The Scottish Network of the Institute of Translation & Interpreting

Looking back at ScotNet through the cat flap of time (pace Ursula)

When asked to write a few words about ScotNet’s landmark birthday, I went back to Jackie Jones’ article for its 21st anniversary, which reminded me that I had been fortunate to be present at ScotNet’s inaugural meeting. Looking at the cast list of motley linguists carefully listed in the very first set of minutes reminds me of how vibrant, colourful and supportive the network was then … and is now. Yet memory suggested that it was certainly not the well-oiled machine then that it has since become. Memory is a fickle beast, so a “quest for the truth” led me to contact some of the early members to exchange reminiscences and try to piece together the early days of ScotNet. What follows is, in a sense, a joint effort in collective memory.

What is striking about the first meeting is the preponderance of interpreters in attendance; I had shared a booth with four of them (Sylvie Ludwig, Andrew Walker, Omar Babbar and Isabelle Perez), added to whom were Ursula Böser and Annie Mead, a Hong Kong Chinese interpreter. Translators were much thinner on the ground (David Kerr, Susanne Thorsen and Gordon Stuart at that first meeting).

Excerpt from the minutes of the first meeting of ITI Scottish Network
An extract from the minutes of ScotNet’s inaugural meeting in 1991!

None of us can quite remember exactly how they came to hear of this brave new venture. Universities were strongly represented, with Andrew Walker for Stirling and Anne Sutherland for Heriot-Watt University’s translation agency, which supplied most of the interpreting equipment in Scotland. They were later joined by Professor Nick Round of Glasgow and Hugh Keith of Heriot-Watt Universities. Hugh later became Convenor, and fondly remembers that, even back then, the association boasted members on five of the Scottish islands.

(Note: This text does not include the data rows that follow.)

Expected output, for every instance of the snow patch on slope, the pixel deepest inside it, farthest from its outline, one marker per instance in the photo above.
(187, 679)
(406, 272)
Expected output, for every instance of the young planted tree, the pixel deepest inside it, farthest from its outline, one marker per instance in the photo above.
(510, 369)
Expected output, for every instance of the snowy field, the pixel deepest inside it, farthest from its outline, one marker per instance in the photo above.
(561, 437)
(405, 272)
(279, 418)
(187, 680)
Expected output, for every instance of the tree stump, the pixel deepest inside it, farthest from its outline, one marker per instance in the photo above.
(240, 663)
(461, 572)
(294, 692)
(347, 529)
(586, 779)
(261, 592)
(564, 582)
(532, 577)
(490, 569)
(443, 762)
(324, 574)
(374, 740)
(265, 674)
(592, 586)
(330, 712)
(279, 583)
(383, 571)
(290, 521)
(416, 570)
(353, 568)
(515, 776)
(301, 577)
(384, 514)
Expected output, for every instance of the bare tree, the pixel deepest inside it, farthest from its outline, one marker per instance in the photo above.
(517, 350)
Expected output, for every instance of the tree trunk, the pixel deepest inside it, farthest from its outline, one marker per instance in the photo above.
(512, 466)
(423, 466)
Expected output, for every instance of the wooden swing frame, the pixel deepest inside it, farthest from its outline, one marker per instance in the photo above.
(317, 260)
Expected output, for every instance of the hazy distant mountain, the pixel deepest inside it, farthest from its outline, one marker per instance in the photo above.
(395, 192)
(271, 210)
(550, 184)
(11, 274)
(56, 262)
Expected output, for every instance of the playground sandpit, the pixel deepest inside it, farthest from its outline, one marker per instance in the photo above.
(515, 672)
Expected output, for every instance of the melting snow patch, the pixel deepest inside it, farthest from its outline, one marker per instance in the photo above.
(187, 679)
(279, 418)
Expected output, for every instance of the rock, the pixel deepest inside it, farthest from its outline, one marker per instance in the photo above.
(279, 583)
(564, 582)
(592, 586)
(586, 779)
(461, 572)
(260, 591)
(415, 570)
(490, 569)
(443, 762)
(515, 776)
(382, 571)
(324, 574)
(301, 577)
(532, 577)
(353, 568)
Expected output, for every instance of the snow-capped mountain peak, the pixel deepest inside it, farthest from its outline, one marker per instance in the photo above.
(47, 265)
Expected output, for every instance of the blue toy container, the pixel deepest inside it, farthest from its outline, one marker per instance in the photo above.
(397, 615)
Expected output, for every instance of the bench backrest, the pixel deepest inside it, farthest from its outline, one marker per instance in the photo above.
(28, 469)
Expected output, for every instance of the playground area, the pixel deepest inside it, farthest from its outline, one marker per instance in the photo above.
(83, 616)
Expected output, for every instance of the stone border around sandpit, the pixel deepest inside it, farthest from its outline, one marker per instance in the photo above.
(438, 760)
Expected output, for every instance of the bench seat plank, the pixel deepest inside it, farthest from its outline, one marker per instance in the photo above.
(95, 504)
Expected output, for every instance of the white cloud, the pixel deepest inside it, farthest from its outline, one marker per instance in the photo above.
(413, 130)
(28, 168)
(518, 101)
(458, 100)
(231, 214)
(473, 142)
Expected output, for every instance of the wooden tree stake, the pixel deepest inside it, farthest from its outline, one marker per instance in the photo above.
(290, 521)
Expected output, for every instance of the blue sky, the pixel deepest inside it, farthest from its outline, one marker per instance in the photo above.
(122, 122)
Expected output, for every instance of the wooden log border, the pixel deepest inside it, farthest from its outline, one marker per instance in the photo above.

The late 80s and early 90s were the halcyon days of interpreting in Scotland, and Isabelle remembers major international conferences hosted in places as far flung as Stornoway and Orkney. Translation, and particularly interpreting, was booming in Scotland. Yet among the interpreters there was the feeling that ITI head office in London was more translation-focused and certainly somewhat remote from these new realities north of the border. Indeed, I seem to remember at one point, during an interpreting gig, a German interpreter launching an impassioned appeal for us to create our own association. His “declaration” was an early outburst of ScotNetionalism (sic and sorry). One thing led to another and … a branch was ours! ITI is much to be thanked and admired for instantly acceding to a request from Scotland to set up its own branch, and, as the minutes show, the first meeting was held at the elegant Edinburgh flat of Sylvie Ludwig. She later, when pastures were no longer so promising up here, left to become an AIIC interpreter and work in France.

I hosted the second meeting at the University of Strathclyde, where we all crammed into a cubbyhole which was later to become the photocopying room. Some members were anxious to project a modern image and found that the title “chairman”, applied to men and women alike, was somewhat outdated. A heated discussion ensued, went round and round in eddying circles (a foretaste of delights to come), and Nick Round, a seasoned practitioner in pouring oil on troubled waters, suggested the genderneutral term Convenor … perhaps our first step in trying to forge a distinctive Scottish identity. It was the only clear decision I can recollect from any of the meetings I attended. If pushed, several of us would readily admit that discussions tended to ramble a bit and lack focus. The most important thing was to stand up and be counted!

Another memorable event was hosted by the eminent and, in our view, somewhat eccentric polyglot and translator Gordon Stuart, at his home: Colliston Castle, just outside Arbroath. We arrived after dark, so did not get the full 16th-century-castle effect. When we went inside, my abiding memory is of ancient doors (lots) punctured with makeshift cat flaps for his collection of cats (also lots). We huddled, as David Kerr recollects, in front of a rather weedy threebar electric heater (hardly in keeping with the size and grandeur of the venue) while the cats prowled around us (a tantalising promise of warmth, perhaps), during another lengthy and largely inconclusive meeting.

Colliston Castle: the setting for a memorable ScotNet event in the early days
Image: geograph.org.uk

Yet, such was the ardent desire to create something distinctively Scottish that increasing numbers of people braved the weather on countless occasions to turn out and lend a hand. And so, like Topsy, from these modest beginnings, we grew and grew (and thankfully refined our Committee skills) to become the ScotNet that we know and love today. We did not, however, in those days think to document ourselves photographically. I leave this vision of the past to your imaginations.